Report: Missouri lawmaker should be ousted for alleged abuse

COLUMBIA, Mo. — A state House committee report released Monday called for a new Missouri lawmaker’s ouster over allegations that he physically and sexually abused his children years ago.

The Missouri House Ethics Committee found the claims against Lee’s Summit Republican Rep. Rick Roeber credible, according to the report.

His now-adult children testified to House investigators earlier this year that he sexually abused two of them at the ages of 5 and 9. Several of his children told investigators that he also frequently beat them with a belt and choked them.

The committee found records showing that his children reported the abuse around the time it allegedly occurred in the 1990s but that prosecutors never filed charges. It was not immediately known why prosecutors did not file charges.

“The State of Missouri has failed these children for over 20 years,” the report stated. “Although this committee cannot change the past, this committee can provide a clear record of Respondent’s abusive conduct.”
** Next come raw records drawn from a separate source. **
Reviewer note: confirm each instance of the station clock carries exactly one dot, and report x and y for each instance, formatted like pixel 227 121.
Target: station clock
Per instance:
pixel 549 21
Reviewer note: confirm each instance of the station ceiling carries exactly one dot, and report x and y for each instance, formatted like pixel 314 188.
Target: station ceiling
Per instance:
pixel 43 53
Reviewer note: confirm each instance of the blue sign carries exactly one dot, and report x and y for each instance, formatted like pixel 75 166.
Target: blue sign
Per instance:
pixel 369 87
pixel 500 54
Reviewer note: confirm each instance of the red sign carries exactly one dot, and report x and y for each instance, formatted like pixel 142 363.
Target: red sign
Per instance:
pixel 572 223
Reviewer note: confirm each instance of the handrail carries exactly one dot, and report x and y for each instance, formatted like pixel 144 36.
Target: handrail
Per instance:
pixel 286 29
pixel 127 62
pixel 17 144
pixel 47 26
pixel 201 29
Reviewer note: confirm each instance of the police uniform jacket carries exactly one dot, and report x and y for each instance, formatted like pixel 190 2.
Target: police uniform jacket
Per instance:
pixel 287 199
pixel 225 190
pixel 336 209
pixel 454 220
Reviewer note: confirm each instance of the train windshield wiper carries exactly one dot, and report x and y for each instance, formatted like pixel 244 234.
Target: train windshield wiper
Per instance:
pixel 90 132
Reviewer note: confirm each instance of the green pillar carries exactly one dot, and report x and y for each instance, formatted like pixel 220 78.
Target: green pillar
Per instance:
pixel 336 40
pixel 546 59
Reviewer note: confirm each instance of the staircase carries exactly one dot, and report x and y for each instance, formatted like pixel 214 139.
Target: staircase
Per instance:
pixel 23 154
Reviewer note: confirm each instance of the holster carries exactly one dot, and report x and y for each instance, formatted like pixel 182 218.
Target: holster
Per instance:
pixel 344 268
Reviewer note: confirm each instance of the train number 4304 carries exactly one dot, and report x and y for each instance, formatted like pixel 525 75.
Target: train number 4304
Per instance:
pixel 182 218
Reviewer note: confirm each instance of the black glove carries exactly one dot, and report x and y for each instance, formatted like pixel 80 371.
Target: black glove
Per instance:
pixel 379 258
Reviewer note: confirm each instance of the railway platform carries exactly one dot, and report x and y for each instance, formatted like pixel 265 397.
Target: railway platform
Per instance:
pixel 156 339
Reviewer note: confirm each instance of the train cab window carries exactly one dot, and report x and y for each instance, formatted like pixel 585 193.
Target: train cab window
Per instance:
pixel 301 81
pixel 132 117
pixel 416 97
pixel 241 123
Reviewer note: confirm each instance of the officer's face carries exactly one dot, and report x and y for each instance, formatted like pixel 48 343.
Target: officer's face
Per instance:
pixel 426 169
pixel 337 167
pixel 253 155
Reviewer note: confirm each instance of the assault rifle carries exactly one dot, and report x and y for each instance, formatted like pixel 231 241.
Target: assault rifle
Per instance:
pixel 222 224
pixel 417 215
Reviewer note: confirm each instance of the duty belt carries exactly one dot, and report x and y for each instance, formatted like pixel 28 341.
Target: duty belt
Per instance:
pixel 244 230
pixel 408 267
The Republican House speaker and Ethics Committee leader last week raised concerns with the Jackson County prosecutor that Roeber currently has weekend visitations with a child, according to records obtained by The Associated Press.

Prosecutor Jean Peters Baker in response said she would contact the Lee’s Summit chief of police to “devise a plan” and asked for any reports or transcripts from the committee’s investigation so her office can check for potential criminal wrongdoing.

Roeber did not immediately respond to an Associated Press request for comment Monday. But he denied to investigators that he ever sexually abused his children.

Roeber also said his children have “parental alienation syndrome,” although the committee pointed out in its report he did not provide any evidence to support that claim. He said his adult children are Democrats, implying that they would falsely accuse him of abuse as part of a “political hit.”

The Ethics Committee didn’t find Roeber’s testimony to be credible.

The House refused to let Roeber resign last week, which would have meant lawmakers no longer had jurisdiction to investigate him.

Preventing his resignation means the House can consider the Ethics Committee’s recommendation that he be expelled.